Mas Evans e Molland terminaram brigando e cada um deles formou sua própria versão do grupo. Então das cinzas do velho Badfinger, surgiram no começo dos anos 80 dois grupos com o mesmo nome; gravando e fazendo shows ao mesmo tempo. A situação não podia se prolongar muito. Finalmente a justiça decidiu em prol de Molland, que conseguiu seguir com a banda enquanto Tom Evans voltou para casa com as mãos vazias. Para complicar mais sua situação, começaram a processos judiciais por descumprimento dos contratos que tinha assinado quando ainda liderava sua própria versão do Badfinger.
Contam seus amigos que, angustiado pela situação, Evans fazia constante referência à morte de Ham, seu amigo da vida, invocando que seguramente estaria em um lugar melhor do que ele. À medida que a situação judicial complicou-se e subiam os valores das demandas, as invocações de Evans eram cada vez mais reiteradas. Até que uma noite tomou a mesma decisão de seu amigo e em 19 de novembro de 1983 se enforcou no jardim de sua casa. Tinha 36 anos.

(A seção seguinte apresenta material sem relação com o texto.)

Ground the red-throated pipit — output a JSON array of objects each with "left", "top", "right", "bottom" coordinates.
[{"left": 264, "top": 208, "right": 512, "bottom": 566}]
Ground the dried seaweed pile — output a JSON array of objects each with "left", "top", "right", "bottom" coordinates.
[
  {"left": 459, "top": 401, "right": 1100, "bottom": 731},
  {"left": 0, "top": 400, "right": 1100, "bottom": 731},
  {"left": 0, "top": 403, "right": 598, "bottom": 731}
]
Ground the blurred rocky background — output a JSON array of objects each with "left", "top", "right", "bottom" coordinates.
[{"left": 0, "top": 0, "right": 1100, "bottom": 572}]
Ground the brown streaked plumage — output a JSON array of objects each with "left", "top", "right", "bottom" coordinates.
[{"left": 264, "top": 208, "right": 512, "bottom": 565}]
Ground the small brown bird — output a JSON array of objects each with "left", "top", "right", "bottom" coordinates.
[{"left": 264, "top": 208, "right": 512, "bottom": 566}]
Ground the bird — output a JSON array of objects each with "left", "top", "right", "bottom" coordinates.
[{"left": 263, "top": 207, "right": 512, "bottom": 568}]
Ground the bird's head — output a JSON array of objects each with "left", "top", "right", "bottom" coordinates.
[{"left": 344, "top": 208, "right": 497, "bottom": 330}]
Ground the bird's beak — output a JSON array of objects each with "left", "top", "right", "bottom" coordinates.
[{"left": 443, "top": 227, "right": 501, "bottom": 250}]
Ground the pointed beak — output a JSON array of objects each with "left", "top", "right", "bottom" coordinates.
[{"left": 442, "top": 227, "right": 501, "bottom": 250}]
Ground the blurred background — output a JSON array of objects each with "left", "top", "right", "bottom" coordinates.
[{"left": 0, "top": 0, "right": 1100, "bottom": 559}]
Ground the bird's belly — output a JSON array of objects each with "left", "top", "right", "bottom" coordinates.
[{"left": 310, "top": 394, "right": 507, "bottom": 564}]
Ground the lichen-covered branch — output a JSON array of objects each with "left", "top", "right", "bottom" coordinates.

Depois da tragédia, Joey Molland seguiu sua carreira musical se promovendo como ex membro do Badfinger e segue ativo até hoje. Mike Gibbins faleceu aos 56 anos por causa de um aneurisma em 2005.
Hoje só os fãs de antanho recordam o nome daquela banda galesa de destino trágico. De tanto em tanto alguém regressa seu olhar ao passado e resgata alguma jóia perdida da banda. Como em 2013, quando a canção "Baby Blue", a memorável melodia de 1972, soou como fundo da última cena da série "Breaking Bad", por iniciativa de seu criador Vince Gilligan.
De repente a procura pela canção no Spotify aumentou 9.000 %, durante as 11 horas seguintes à transmissão do capítulo. E, essa mesma noite, it unes vendeu 5.000 cópias do tema, segundo a Billboard. Uma pequena revanche para uma grande banda. Uma história de glória e tragédia que despiu como poucas o manejo abusivo da indústria e a inocência de um grupo de jovens artistas em estado puro.
Quanto a Stanley Herbert Polley, morreu de velho em 20 de julho de 2009, quando tinha 87 anos, mas sua vida toda foi uma sucessão de fraudes, apropriação indébita de fundos, lavagem de dinheiro e roubo de dinheiro de vários de seus clientes. Se último golpe ocorreu em 1991, quando se associou a Peter Brock, um engenheiro aeronáutico, na construção de motores. Stan foi condenado a 5 anos de prisão por roubar quase meio milhão de Peter.